Taking the name of Noble, the merger brings in a synergy that is in line with the latest environmental trends.
In addition to Maersk’s 19-rig fleet, Noble will get one of the industry leaders in the chase for lowering rig carbon emissions.
Maersk, which has previously announced an ambitious climate target of a 50 per cent carbon dioxide reduction in drilling operations by 2030, has installed equipment and taken other steps toward this goal on, at least, five of its rigs.
Together, Noble will have 39 rigs, third behind only China Oilfield Services (COSL) and Valaris and ahead of Transocean.
The combined fleet by rig type includes 15 drillships with an overall young average age of 8.1 years, and just one unit over 10 years of age.
Two of the 15 units are cold stacked, and those are the only ones not contracted or committed for future work.
Five of the 13 contracted rigs have contracts that end in the first half of next year, with only two having options that would keep them employed through 2022 or beyond.
The current contracts of the fleet have an average dayrate of around $223,776, with just one unit having a rate below $200,000.
In looking at the top four drillship rig managers, the proposed Maersk/Noble would have the second largest fleet, and the second highest utilisation.
The average dayrates for all four companies show Transocean with far and away the highest average, thanks to several contract rates still in effect from the 2011-2013 fixture period.
The Maersk/Noble semisubmersible (semi) fleet will consist of just five units, four from Maersk and one from Noble.
One of the five is cold stacked, but the remaining four are all contracted.
The Noble Clyde Boudreaux is scheduled to wrap up its existing contract this month, a follow-up deal is expected shortly.
The earliest available date for the remaining four Maersk units is July 2022.
The average fleet age is older, at 17.7 years, although the 34-year old aforementioned Noble Clyde Boudreaux skews the number.
The same rig also currently drags down the average day rate for this fleet.
The known current rates for three of the four rigs is $212,662, including the Boudreaux current rate of $117,000.
The Maersk/Noble combination would be amongst the lower ranked companies with the semi fleet, although it would have the highest utilisation in the peer group.
The average fleet age is right in the middle, as is the company’s average current day rate.
Admittedly, this segment of the rig fleet would attract the least amount of attention, even though there are two $200,000 plus dayrate contracts in Australia and Suriname (one other Suriname fixture is not known), and a contract that we believe will be signed shortly for the Noble Clyde Boudreaux in Southeast Asia is expected to come in at a substantially higher rate.
Finally, the jackup fleet will contain 19 units; 11 from Maersk and eight from Noble.

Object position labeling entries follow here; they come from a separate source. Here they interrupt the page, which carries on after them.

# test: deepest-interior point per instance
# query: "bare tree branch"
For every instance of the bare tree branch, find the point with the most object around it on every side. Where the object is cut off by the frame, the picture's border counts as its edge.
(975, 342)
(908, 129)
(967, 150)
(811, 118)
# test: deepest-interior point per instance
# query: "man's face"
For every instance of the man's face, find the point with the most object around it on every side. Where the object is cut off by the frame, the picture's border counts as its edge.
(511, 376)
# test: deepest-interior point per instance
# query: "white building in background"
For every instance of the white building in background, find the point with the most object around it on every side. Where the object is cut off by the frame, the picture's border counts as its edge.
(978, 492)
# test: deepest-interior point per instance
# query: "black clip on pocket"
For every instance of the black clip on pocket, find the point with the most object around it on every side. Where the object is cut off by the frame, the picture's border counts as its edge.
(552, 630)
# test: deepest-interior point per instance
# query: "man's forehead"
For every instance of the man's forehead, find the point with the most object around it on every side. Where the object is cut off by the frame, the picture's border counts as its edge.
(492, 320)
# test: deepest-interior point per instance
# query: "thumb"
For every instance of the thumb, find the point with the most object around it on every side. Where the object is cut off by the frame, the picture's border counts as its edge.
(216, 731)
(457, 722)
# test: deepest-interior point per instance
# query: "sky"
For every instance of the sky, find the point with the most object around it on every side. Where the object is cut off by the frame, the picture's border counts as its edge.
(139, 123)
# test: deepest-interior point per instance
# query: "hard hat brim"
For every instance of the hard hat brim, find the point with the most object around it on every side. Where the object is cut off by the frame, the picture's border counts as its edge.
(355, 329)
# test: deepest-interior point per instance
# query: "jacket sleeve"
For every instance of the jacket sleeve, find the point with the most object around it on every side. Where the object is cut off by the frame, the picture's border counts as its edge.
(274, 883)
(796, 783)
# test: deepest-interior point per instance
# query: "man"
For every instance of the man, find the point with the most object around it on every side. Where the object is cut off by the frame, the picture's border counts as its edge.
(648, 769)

The utilisation of the fleet at the time of this writing is 79 per cent, with four idle units (no cold stacked). Three of the four have only become idle within the last month.
One of the units, currently in the North Sea, is rumoured to be a frontrunner for a contract in the Middle East.
Two of the 15 contracted rigs will finish contracts this year, while five are booked into Q4 2022 or later.
The average current dayrate for the harsh-environment units is $311,000, while the remainder of the fleet’s known current contracts average around $96,000.
The average fleet age is only 9.5 years, even though seven of the 19 are 12 years of age or older.